Inútil sabatiná-lo sobre os segredos de tamanha saúde – faz sesta sem culpa, come de tudo e nunca praticou cooper

O veterano Venevérito nasceu de família modesta num Brasil arcaico. A descrição de sua infância caberia nas páginas de Jorge Amado, Graciliano Ramos ou José Lins do Rego. “Eu sou bisneto do padre Cunha”, apresenta-se, dispensando justificativas para as escapadelas do cura português que marcou época naquelas bandas. “Padre Cunha” tinha fama de curandeiro, dom que lhe garantiu vista grossa por parte dos fiéis. Suas escapadelas a Deus cabia. Em terra, mereceu até uma rua com seu nome em Floripa.
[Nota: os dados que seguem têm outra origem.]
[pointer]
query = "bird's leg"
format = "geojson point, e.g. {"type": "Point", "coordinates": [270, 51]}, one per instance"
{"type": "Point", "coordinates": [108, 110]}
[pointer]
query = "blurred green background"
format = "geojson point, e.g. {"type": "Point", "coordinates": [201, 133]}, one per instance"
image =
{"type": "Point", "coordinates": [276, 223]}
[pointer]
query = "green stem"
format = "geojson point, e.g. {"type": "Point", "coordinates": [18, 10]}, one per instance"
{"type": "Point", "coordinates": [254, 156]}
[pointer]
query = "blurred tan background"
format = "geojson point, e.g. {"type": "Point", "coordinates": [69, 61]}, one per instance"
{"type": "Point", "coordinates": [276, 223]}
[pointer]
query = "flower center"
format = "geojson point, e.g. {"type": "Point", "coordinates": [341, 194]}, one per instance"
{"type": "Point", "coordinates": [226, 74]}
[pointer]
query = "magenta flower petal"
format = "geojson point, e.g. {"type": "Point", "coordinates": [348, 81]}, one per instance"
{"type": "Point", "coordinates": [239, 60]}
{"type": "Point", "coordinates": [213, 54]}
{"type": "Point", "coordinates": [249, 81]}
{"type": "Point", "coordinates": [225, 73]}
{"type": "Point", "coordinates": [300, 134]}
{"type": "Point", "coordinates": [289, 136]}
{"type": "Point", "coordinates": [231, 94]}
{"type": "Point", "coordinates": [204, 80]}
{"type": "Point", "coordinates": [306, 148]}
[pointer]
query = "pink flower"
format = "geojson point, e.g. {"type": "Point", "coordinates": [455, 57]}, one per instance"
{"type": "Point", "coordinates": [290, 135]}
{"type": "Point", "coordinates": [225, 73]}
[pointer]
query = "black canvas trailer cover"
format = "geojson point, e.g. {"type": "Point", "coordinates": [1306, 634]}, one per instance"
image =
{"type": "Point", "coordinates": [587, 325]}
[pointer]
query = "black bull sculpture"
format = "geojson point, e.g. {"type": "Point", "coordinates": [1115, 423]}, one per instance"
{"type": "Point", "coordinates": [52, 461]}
Também viveu a eternidade e mais um dia, tal como agora seu descendente. E não se fala mais nisso. Vene prefere mesmo é tratar dos pais, Francisco e Germínia. Tal como aconteceu com a centenária Úrsula inventada por García Márquez em Cem anos de solidão, os dois lhe parecem estar sentados com ele no sofá.

Ela nasceu na Paraíba, filha de militar. Mesmo nos tempos ruins, não saía de casa senão do alto de um salto – geralmente para uma visita à biblioteca pública, de seus endereços o preferido. Lia com paixão, tendo Vene, ou Nequinho, o caçula, preso a sua saia, exposto à influência de Conan Doyle. Ao lado dos livros, o cinema – os filmes de Chaplin em particular. O pai era catarinense, expert em instrumentos de cordas e sopro na vetusta Orquestra dos Cupins, a banda “Amor à arte”. Estando em casa, camisetas cavadas e navalha na barba, solfejava com precisão de um Villa Lobos – o que explica os pendores do filho para os cálculos. Sempre que podia – e não eram muitas vezes –, presenteava o pequeno com o Almanaque Tico-Tico, biotônico de sua curiosidade por tudo que é coisa. E insistia que tivesse um ofício. E o ofício foi a alfaiataria – a primeira engenharia que praticou.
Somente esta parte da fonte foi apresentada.